Bringing AI to enterprises, competing with Palantir
C3.ai creates specialized AI software tailored for diverse industries including energy, transport, and defense. They collaborate with major cloud service providers like Amazon Web Services (AWS) and consulting giants such as McKinsey to boost sales of their analytical and management tools. Their aim is to provide a comprehensive analytics platform where large corporations can effectively handle their data, offering agentic AI applications and a no-code AI solution named ex Machina.
This narrative is convincing yet requires more time to persuade companies to outsource their software development tasks to a skilled third party instead of managing it internally. However, the outcomes have not matched those of competitors so far. Notably, Palantir Technologies, which specializes in AI-focused software solutions for large corporations, is significantly larger and growing at a faster pace than C3.ai. Last quarter, Palantir reported revenue of $884 million, marking a 39% increase compared to the same period last year. In contrast, C3.ai recorded revenue of $108.7 million, representing a 26% growth over the previous year.
Other businesses are also targeting C3.ai’s prospective clients. Databricks, a privately-held company with annual revenues of $3.7 billion, offers a comparable data intelligence platform. Despite this, C3.ai continues to be a small fish in the vast ocean of software analytics and AI.
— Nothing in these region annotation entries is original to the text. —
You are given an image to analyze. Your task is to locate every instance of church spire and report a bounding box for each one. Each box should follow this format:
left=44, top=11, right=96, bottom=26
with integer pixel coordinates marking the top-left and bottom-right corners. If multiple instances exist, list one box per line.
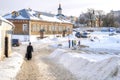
left=58, top=4, right=62, bottom=14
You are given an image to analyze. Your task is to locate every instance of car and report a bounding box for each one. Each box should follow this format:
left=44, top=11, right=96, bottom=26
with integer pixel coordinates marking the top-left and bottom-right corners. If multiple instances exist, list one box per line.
left=12, top=39, right=20, bottom=46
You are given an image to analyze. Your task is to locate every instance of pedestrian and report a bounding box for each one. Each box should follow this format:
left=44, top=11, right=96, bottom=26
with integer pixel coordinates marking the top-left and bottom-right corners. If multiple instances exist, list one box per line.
left=78, top=40, right=80, bottom=46
left=72, top=40, right=74, bottom=47
left=26, top=42, right=33, bottom=60
left=68, top=40, right=71, bottom=48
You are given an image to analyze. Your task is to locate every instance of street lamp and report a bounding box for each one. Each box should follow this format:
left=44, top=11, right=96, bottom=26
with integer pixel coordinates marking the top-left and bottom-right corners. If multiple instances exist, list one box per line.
left=40, top=29, right=45, bottom=39
left=63, top=29, right=67, bottom=37
left=0, top=19, right=2, bottom=25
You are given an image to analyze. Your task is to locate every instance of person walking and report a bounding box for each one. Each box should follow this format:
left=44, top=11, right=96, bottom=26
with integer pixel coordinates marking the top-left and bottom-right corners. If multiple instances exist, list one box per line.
left=68, top=40, right=71, bottom=48
left=26, top=42, right=33, bottom=60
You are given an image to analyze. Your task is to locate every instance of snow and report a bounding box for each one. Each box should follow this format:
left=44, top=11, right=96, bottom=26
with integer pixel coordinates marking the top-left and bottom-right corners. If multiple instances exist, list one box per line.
left=0, top=29, right=120, bottom=80
left=0, top=53, right=23, bottom=80
left=49, top=49, right=120, bottom=80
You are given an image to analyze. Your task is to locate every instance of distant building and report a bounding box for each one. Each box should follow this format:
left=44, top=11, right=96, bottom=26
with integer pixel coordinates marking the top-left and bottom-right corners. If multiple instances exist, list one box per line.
left=3, top=5, right=73, bottom=41
left=0, top=17, right=14, bottom=60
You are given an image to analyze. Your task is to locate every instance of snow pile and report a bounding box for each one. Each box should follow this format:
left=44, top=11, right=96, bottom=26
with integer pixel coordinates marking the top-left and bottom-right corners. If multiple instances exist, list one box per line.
left=0, top=53, right=23, bottom=80
left=50, top=49, right=120, bottom=80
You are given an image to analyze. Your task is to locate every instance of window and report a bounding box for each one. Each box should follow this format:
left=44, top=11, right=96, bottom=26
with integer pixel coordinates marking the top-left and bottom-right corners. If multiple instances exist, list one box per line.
left=23, top=24, right=28, bottom=32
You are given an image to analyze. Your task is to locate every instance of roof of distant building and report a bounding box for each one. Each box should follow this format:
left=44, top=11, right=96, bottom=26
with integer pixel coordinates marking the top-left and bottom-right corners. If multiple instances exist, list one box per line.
left=3, top=8, right=70, bottom=23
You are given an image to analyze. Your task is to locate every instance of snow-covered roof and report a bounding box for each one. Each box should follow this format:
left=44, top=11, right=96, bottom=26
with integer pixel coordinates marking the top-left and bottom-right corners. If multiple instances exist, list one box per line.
left=3, top=9, right=70, bottom=23
left=0, top=16, right=15, bottom=27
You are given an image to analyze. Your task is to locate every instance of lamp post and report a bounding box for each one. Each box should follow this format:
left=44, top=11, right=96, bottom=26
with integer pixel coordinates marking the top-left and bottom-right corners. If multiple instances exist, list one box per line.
left=62, top=29, right=67, bottom=37
left=40, top=29, right=45, bottom=39
left=0, top=19, right=2, bottom=26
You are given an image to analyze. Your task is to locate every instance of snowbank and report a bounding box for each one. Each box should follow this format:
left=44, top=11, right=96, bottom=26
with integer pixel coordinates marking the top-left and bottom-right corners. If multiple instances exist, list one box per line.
left=50, top=49, right=120, bottom=80
left=0, top=53, right=23, bottom=80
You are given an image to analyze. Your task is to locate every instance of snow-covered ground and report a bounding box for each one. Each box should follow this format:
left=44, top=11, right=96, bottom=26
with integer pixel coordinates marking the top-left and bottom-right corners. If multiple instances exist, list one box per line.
left=0, top=53, right=23, bottom=80
left=0, top=32, right=120, bottom=80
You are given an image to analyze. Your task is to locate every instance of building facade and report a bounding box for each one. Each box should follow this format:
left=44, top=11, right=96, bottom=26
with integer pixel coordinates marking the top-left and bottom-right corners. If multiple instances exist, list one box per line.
left=3, top=5, right=73, bottom=41
left=0, top=17, right=14, bottom=60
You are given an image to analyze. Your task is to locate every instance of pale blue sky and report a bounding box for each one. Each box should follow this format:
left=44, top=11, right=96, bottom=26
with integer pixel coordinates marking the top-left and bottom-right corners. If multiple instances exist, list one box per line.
left=0, top=0, right=120, bottom=16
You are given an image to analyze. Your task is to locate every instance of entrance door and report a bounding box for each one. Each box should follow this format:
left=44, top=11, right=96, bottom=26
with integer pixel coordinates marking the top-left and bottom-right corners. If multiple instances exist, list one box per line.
left=5, top=37, right=8, bottom=57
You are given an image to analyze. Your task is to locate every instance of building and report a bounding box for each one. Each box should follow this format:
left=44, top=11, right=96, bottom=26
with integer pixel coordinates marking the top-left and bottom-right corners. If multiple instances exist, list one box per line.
left=3, top=6, right=73, bottom=41
left=0, top=17, right=14, bottom=60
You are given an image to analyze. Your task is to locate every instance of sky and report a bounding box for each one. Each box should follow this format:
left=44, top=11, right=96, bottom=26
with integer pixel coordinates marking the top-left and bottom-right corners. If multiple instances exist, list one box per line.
left=0, top=0, right=120, bottom=16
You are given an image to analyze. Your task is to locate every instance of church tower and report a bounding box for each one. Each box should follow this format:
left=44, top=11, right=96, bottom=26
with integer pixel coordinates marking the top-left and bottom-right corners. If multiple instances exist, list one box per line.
left=58, top=4, right=62, bottom=14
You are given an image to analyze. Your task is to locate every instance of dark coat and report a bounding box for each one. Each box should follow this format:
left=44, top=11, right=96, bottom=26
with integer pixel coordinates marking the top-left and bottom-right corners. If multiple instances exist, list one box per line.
left=26, top=45, right=33, bottom=60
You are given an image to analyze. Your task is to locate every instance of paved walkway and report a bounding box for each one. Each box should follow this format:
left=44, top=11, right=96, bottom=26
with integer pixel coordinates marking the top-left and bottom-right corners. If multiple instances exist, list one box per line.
left=14, top=45, right=77, bottom=80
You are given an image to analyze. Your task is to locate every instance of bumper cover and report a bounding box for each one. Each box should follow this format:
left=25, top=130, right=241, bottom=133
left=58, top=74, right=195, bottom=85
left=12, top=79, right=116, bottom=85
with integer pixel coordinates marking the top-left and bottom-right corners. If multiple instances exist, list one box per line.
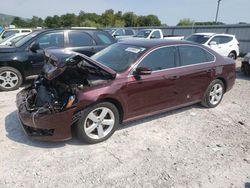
left=16, top=89, right=75, bottom=141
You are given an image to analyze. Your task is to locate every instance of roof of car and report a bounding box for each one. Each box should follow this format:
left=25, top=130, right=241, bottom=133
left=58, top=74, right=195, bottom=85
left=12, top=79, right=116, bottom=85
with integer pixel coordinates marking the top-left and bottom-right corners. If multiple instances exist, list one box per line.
left=193, top=33, right=234, bottom=36
left=119, top=39, right=197, bottom=48
left=34, top=27, right=103, bottom=33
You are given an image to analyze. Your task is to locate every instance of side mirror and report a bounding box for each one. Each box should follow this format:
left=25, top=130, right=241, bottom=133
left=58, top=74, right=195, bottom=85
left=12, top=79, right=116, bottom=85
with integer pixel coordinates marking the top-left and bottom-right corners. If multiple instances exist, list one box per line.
left=150, top=35, right=155, bottom=39
left=135, top=67, right=152, bottom=75
left=30, top=43, right=40, bottom=53
left=6, top=42, right=13, bottom=46
left=209, top=41, right=217, bottom=46
left=113, top=33, right=119, bottom=38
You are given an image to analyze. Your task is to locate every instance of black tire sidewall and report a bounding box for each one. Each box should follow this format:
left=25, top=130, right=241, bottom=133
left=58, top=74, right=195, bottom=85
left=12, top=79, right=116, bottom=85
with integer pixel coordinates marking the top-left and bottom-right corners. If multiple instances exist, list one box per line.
left=228, top=52, right=237, bottom=60
left=0, top=67, right=23, bottom=91
left=202, top=79, right=225, bottom=108
left=76, top=102, right=119, bottom=144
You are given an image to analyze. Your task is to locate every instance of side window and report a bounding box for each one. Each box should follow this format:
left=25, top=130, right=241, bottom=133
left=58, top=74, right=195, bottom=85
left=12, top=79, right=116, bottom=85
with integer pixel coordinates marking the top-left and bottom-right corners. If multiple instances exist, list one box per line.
left=2, top=30, right=19, bottom=39
left=21, top=30, right=31, bottom=33
left=152, top=31, right=161, bottom=39
left=96, top=32, right=113, bottom=44
left=138, top=47, right=176, bottom=71
left=69, top=31, right=95, bottom=47
left=179, top=46, right=214, bottom=66
left=220, top=36, right=233, bottom=44
left=210, top=36, right=220, bottom=44
left=115, top=29, right=124, bottom=36
left=35, top=32, right=64, bottom=49
left=125, top=29, right=134, bottom=35
left=211, top=36, right=233, bottom=44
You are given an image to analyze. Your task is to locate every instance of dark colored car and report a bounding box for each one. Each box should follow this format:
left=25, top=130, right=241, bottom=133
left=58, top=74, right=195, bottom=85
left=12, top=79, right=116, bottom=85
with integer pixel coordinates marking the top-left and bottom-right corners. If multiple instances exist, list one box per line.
left=17, top=39, right=235, bottom=143
left=241, top=52, right=250, bottom=76
left=0, top=29, right=116, bottom=91
left=105, top=28, right=136, bottom=39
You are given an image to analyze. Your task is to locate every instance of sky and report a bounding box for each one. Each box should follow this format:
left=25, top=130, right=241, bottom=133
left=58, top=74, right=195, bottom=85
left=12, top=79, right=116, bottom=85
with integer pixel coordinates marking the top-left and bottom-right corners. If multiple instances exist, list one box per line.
left=0, top=0, right=250, bottom=26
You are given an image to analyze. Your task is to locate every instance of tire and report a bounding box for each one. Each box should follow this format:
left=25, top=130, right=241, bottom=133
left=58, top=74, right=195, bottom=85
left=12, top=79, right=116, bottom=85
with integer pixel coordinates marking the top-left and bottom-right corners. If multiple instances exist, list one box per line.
left=0, top=67, right=23, bottom=91
left=76, top=102, right=119, bottom=144
left=228, top=52, right=237, bottom=60
left=241, top=62, right=250, bottom=76
left=201, top=79, right=225, bottom=108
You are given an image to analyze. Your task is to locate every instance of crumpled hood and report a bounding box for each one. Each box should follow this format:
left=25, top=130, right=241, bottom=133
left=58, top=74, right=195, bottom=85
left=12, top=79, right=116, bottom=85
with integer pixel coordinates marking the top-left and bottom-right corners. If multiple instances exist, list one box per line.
left=43, top=49, right=116, bottom=80
left=0, top=45, right=16, bottom=53
left=243, top=52, right=250, bottom=61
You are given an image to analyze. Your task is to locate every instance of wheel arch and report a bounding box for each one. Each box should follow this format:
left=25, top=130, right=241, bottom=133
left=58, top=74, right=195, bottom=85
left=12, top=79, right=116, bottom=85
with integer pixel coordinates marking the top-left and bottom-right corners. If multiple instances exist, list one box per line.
left=0, top=62, right=25, bottom=80
left=97, top=97, right=124, bottom=123
left=228, top=50, right=237, bottom=59
left=216, top=77, right=227, bottom=92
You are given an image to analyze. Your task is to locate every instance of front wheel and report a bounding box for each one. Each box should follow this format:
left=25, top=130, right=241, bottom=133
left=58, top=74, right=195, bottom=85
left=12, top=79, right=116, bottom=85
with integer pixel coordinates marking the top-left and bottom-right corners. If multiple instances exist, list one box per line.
left=201, top=79, right=225, bottom=108
left=76, top=102, right=119, bottom=144
left=228, top=52, right=237, bottom=60
left=0, top=67, right=23, bottom=91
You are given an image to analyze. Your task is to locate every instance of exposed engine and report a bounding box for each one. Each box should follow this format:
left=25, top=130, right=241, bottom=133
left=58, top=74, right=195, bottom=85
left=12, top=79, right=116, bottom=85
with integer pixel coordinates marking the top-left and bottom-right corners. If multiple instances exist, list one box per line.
left=26, top=49, right=112, bottom=113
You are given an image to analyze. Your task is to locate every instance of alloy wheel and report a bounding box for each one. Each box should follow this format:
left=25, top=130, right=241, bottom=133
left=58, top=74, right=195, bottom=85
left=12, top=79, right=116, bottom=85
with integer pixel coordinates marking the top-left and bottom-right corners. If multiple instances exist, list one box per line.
left=0, top=71, right=18, bottom=89
left=84, top=107, right=115, bottom=140
left=209, top=84, right=223, bottom=105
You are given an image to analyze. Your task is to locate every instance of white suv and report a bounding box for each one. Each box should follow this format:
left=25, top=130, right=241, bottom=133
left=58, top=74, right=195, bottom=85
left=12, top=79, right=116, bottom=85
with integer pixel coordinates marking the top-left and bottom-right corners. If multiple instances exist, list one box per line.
left=186, top=33, right=239, bottom=59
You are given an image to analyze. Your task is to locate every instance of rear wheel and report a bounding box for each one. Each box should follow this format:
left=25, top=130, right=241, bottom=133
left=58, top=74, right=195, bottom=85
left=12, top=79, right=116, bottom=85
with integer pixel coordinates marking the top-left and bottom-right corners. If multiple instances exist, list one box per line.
left=201, top=79, right=225, bottom=108
left=76, top=102, right=119, bottom=144
left=0, top=67, right=23, bottom=91
left=241, top=62, right=250, bottom=76
left=228, top=52, right=237, bottom=60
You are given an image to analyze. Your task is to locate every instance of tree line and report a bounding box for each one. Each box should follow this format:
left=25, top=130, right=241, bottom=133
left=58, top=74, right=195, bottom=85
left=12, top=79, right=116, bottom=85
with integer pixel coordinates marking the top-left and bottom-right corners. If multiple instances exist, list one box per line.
left=11, top=9, right=162, bottom=28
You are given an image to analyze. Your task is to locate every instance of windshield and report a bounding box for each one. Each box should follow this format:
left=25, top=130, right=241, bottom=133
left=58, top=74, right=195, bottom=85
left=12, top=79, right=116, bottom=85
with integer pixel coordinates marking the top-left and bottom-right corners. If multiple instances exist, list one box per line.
left=134, top=30, right=151, bottom=38
left=15, top=31, right=40, bottom=47
left=91, top=43, right=145, bottom=73
left=0, top=35, right=13, bottom=44
left=186, top=35, right=211, bottom=44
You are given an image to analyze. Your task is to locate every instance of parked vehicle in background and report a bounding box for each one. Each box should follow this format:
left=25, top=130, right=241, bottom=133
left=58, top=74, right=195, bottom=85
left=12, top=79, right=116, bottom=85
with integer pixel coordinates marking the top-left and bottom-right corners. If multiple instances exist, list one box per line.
left=0, top=29, right=116, bottom=91
left=134, top=29, right=184, bottom=40
left=186, top=33, right=239, bottom=59
left=0, top=28, right=32, bottom=42
left=241, top=52, right=250, bottom=76
left=105, top=28, right=136, bottom=39
left=0, top=33, right=28, bottom=46
left=17, top=39, right=236, bottom=143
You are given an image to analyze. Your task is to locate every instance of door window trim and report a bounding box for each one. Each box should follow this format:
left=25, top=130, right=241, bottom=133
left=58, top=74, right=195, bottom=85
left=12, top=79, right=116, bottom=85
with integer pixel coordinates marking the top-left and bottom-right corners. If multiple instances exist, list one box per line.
left=128, top=44, right=217, bottom=77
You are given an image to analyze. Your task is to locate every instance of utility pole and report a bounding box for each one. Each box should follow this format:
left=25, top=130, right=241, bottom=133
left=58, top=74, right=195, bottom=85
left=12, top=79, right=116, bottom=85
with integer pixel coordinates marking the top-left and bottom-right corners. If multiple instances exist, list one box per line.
left=215, top=0, right=222, bottom=23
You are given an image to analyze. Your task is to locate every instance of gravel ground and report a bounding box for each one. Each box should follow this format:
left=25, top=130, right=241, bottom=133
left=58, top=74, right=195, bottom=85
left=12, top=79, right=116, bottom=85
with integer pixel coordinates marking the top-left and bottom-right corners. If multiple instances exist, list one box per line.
left=0, top=62, right=250, bottom=188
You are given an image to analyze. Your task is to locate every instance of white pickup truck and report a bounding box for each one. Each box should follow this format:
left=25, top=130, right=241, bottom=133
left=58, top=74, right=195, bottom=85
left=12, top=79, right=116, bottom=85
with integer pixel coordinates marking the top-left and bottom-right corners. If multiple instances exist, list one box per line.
left=134, top=29, right=184, bottom=40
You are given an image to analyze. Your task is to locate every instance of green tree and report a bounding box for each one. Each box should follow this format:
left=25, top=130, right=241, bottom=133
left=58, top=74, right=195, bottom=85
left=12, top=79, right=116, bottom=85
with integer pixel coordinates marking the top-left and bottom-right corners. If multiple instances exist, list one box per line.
left=29, top=16, right=44, bottom=28
left=44, top=15, right=62, bottom=28
left=122, top=12, right=137, bottom=27
left=102, top=9, right=115, bottom=27
left=177, top=18, right=194, bottom=26
left=61, top=13, right=78, bottom=27
left=11, top=17, right=28, bottom=27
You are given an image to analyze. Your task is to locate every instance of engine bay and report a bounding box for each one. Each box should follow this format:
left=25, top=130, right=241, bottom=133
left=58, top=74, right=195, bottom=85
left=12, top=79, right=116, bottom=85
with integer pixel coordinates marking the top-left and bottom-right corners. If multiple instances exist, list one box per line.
left=25, top=49, right=113, bottom=114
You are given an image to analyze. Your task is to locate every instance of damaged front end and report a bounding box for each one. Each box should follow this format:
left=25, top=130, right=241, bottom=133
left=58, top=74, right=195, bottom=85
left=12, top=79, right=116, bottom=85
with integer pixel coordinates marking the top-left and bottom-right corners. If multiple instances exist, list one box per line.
left=17, top=50, right=114, bottom=141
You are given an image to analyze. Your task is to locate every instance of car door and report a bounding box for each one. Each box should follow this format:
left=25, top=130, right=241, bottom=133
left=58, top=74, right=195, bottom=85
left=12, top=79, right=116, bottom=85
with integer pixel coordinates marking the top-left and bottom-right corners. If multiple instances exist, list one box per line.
left=66, top=30, right=98, bottom=57
left=178, top=45, right=215, bottom=104
left=125, top=47, right=182, bottom=117
left=28, top=31, right=64, bottom=75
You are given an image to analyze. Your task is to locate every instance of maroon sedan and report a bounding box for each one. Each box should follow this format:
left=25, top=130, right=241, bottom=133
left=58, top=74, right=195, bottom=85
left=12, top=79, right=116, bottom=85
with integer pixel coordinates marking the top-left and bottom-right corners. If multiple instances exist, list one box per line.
left=17, top=40, right=235, bottom=143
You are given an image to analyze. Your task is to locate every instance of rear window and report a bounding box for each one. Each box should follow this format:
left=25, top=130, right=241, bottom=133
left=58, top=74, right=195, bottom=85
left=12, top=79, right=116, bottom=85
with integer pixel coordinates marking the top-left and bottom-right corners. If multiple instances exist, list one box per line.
left=125, top=29, right=134, bottom=35
left=2, top=30, right=19, bottom=38
left=186, top=35, right=211, bottom=44
left=178, top=46, right=214, bottom=66
left=211, top=36, right=233, bottom=44
left=96, top=32, right=114, bottom=45
left=69, top=31, right=95, bottom=47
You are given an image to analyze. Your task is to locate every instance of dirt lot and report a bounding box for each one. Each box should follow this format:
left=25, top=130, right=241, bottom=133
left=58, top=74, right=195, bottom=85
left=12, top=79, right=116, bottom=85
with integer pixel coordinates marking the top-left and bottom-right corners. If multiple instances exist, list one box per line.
left=0, top=60, right=250, bottom=188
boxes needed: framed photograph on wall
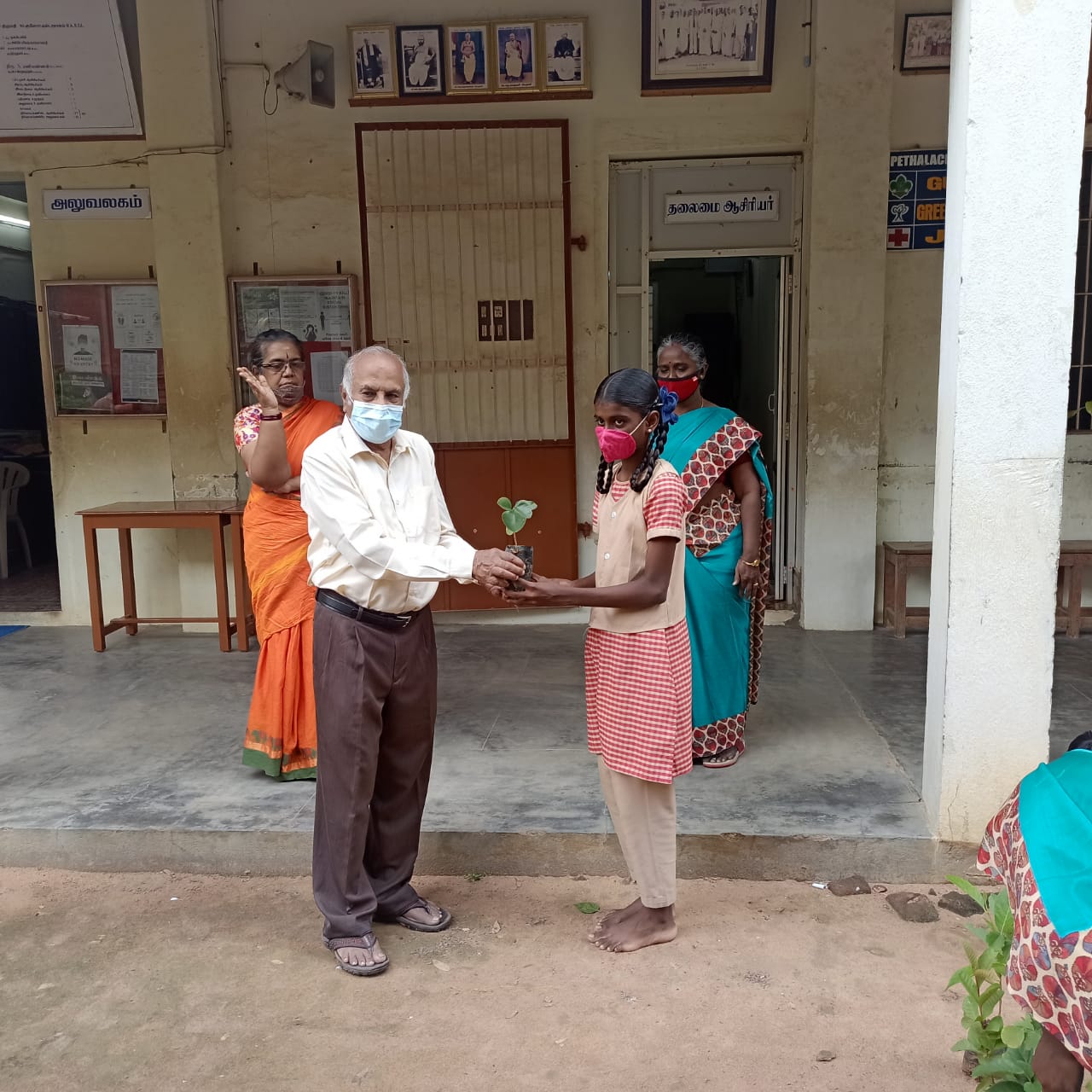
[348,23,398,98]
[542,19,590,90]
[444,23,491,95]
[398,26,444,96]
[898,12,952,72]
[492,22,538,92]
[641,0,775,95]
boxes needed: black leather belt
[315,588,417,629]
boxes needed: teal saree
[663,406,773,761]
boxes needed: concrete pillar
[800,0,894,629]
[923,0,1092,842]
[139,0,237,613]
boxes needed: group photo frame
[641,0,775,95]
[347,23,398,98]
[898,12,952,72]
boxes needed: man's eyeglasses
[258,359,307,375]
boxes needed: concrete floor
[0,620,1092,867]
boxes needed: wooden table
[884,539,1092,636]
[77,500,253,652]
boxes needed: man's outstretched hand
[474,549,523,590]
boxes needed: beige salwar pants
[600,758,675,909]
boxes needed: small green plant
[948,876,1043,1092]
[497,497,538,546]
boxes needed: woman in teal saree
[656,334,773,769]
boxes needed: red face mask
[656,372,701,402]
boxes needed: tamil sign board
[664,190,781,224]
[42,189,152,219]
[886,148,948,250]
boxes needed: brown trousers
[311,603,436,940]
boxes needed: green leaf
[500,508,527,535]
[945,876,986,909]
[944,967,978,994]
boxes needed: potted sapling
[497,497,538,578]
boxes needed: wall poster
[43,281,167,417]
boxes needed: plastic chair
[0,462,31,580]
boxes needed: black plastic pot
[504,546,535,586]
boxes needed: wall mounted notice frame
[227,273,360,410]
[0,0,144,141]
[42,281,167,417]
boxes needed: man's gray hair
[342,345,410,402]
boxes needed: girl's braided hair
[594,368,678,494]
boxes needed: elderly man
[300,345,523,975]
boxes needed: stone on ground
[886,891,940,925]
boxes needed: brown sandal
[371,897,451,932]
[322,932,391,979]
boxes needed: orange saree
[235,398,342,781]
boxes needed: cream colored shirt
[299,421,475,613]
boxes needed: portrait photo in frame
[444,23,492,95]
[347,23,398,98]
[542,19,590,90]
[492,20,538,93]
[898,12,952,72]
[397,25,444,97]
[641,0,775,95]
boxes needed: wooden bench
[884,541,1092,636]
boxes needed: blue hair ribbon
[659,386,679,426]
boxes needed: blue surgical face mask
[348,399,402,444]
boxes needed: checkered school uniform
[584,460,693,784]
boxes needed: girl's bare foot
[592,901,678,952]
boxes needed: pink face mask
[595,410,644,463]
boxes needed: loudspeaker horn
[273,42,335,109]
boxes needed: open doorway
[648,256,788,600]
[0,183,61,619]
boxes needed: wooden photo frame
[346,23,398,99]
[42,281,167,418]
[898,12,952,72]
[539,17,590,90]
[444,23,494,95]
[227,273,360,410]
[492,19,542,95]
[394,23,447,98]
[641,0,775,95]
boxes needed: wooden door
[356,120,577,609]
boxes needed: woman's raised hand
[235,368,281,413]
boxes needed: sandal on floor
[701,747,742,770]
[322,932,391,979]
[372,898,451,932]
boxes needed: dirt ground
[0,869,991,1092]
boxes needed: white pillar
[799,0,894,629]
[923,0,1092,842]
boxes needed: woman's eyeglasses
[258,359,307,375]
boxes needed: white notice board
[0,0,143,140]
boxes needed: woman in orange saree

A history of hyped-up narratives
As you delve further into examining C3.ai’s background and business activities, it becomes increasingly intriguing to note a pattern of change. Initially established as C3 with an aim to participate in the carbon market, developing software for managing climate change, the company underwent a transformation in 2016, adopting the name C3 IoT, coinciding with the Internet of Things (IoT) experiencing a massive surge in popularity. A short while later, it shifted focus and was rebranded as C3 Energy to concentrate on that specific sector. Lastly, it changed back to C3.ai just prior to another significant boom in the same sector. This pattern might imply that C3.ai could be more about capitalizing on the current financial market trends rather than developing products that cater to customers’ long-term needs.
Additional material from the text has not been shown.